*This is part 2 in a series on running the [Clean][] compiler in
[WebAssembly][], with the proof of concept in the [Clean Sandbox][]. In this
part I discuss the compilation pipeline and the program used to rebuild
generated files. See the [introduction][] for a high-level overview.*

[[toc]]

# The compilation pipeline

Basically, this is what we do when we compile a Clean program:

1. For each Clean file, generate intermediate ABC code.
2. For each ABC file, generate machine code.
3. Link the machine code together with the system linker into an executable.

When we compile for interpretation, this looks a little different:

1. For each Clean file, generate intermediate ABC code.
2. For each ABC file, generate ABC bytecode.

   Normal ABC code is human-readable. ABC bytecode is easier to parse.
   Furthermore, the ABC bytecode defines some custom instructions to speed up
   interpretation, like frequent instruction combinations (e.g. a `pop`
   followed by a `return`).
3. Link the ABC bytecode together with the ABC linker.
4. Prelink the ABC bytecode for use in the WebAssembly interpreter.
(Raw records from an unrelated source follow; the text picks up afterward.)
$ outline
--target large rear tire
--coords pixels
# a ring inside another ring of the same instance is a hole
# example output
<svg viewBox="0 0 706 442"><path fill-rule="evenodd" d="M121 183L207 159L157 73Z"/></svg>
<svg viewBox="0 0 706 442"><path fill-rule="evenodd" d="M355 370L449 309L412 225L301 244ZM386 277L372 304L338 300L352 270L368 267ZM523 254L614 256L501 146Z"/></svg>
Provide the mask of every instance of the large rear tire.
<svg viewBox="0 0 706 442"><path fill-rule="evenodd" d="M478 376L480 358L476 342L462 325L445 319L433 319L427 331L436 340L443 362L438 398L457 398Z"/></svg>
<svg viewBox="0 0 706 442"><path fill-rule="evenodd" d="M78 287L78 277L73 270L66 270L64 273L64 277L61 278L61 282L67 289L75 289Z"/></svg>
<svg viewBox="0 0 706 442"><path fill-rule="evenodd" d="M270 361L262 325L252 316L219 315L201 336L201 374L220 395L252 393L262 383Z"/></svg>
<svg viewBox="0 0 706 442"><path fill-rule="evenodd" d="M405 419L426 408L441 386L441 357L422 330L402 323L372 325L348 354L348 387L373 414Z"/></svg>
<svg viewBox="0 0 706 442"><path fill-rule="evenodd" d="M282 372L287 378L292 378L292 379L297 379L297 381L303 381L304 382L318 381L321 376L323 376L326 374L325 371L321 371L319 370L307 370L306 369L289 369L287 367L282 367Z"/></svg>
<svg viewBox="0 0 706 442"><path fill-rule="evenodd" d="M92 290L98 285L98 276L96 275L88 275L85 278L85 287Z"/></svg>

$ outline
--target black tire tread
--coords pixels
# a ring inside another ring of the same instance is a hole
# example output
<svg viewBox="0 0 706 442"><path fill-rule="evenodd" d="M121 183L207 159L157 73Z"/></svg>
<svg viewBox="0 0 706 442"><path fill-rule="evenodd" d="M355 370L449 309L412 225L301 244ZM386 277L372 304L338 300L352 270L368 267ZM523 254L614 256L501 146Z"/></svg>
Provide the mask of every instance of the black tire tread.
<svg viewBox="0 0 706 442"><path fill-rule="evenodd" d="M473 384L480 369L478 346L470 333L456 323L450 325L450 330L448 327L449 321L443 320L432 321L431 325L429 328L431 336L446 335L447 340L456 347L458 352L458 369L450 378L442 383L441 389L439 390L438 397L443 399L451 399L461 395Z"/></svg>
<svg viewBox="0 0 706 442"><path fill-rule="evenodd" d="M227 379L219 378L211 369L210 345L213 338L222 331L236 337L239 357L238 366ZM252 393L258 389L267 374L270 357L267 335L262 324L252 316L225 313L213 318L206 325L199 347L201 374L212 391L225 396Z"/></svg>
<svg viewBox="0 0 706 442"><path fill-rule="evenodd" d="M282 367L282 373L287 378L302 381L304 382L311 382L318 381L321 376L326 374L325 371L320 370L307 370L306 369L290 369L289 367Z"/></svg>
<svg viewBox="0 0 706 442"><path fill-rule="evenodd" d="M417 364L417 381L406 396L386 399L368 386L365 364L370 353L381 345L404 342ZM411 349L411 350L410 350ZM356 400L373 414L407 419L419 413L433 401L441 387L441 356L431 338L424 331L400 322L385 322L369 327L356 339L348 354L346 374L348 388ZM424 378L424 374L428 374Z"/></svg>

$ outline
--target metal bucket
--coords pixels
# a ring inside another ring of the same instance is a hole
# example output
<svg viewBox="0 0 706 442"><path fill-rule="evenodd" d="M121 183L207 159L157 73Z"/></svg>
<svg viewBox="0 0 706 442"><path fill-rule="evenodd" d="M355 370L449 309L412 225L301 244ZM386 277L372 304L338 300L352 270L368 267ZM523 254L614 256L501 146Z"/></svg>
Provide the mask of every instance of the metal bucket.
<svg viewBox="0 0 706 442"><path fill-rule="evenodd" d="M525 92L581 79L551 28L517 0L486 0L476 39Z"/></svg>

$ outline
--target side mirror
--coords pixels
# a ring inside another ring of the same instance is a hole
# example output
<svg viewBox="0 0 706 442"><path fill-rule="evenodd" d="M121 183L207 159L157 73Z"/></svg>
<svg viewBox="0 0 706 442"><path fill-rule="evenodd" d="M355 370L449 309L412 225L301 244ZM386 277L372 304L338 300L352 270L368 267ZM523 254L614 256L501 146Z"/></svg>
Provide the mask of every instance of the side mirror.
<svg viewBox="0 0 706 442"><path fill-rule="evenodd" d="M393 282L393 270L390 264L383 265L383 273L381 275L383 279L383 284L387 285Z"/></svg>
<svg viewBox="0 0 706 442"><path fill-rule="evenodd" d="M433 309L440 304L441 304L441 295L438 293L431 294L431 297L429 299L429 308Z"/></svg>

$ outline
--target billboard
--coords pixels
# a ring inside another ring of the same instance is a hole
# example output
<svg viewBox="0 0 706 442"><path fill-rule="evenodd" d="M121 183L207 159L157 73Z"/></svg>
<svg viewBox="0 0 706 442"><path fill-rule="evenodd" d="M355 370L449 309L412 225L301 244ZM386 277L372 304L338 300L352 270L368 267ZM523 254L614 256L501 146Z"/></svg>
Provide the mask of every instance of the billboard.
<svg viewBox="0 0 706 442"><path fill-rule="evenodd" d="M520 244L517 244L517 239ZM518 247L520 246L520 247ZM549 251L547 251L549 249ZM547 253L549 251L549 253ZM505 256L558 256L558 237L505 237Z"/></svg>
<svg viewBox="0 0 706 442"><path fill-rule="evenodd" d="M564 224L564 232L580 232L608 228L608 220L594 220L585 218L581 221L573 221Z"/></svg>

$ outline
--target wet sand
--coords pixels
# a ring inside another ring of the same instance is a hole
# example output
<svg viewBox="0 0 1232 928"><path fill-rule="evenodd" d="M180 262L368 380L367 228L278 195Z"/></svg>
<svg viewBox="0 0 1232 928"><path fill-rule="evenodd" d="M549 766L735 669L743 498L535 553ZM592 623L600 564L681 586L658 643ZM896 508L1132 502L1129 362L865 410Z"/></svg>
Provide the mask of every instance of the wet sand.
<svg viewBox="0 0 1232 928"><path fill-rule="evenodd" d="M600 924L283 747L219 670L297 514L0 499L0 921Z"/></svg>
   Prelinking removes symbol names and relocations, assuming the code segment
   starts at address 0. This is possible because the WebAssembly memory always
   starts at address 0. This way, the WebAssembly interpreter does not need to
   deal with relocations.

For step 1, we use the Clean compiler, written in Clean and C. The other tools
are maintained in the [abc-interpreter][] repository, and are written in C. We
compile the compiler frontend to prelinked bytecode, and the C tools to
WebAssembly using emscripten.

# The file system

Because the Clean compilation pipeline expects to read and write files (rather
than `stdin` and `stdout`), we need to set up a file system. Luckily,
[Emscripten][] already includes one with the
[`FS` library](https://emscripten.org/docs/api_reference/Filesystem-API.html).
I use the `FS` library for file access, and the `IDBFS` backend, which is based
on IndexedDB, for persistent storage.

Unfortunately, it is [currently not possible to let the different C tools (code
generator, linker, etc.) share the same file
system](https://groups.google.com/g/emscripten-discuss/c/_K61fo-9oKY/m/4m6LYrcPo5sJ).
To circumvent this problem, I link the file system of each tool to the same
IndexedDB. When switching from one tool to another (e.g., going from the code
generator to the linker), I sync the file systems with the IndexedDB. This
incurs some overhead, but makes sure that the contents are the same everywhere.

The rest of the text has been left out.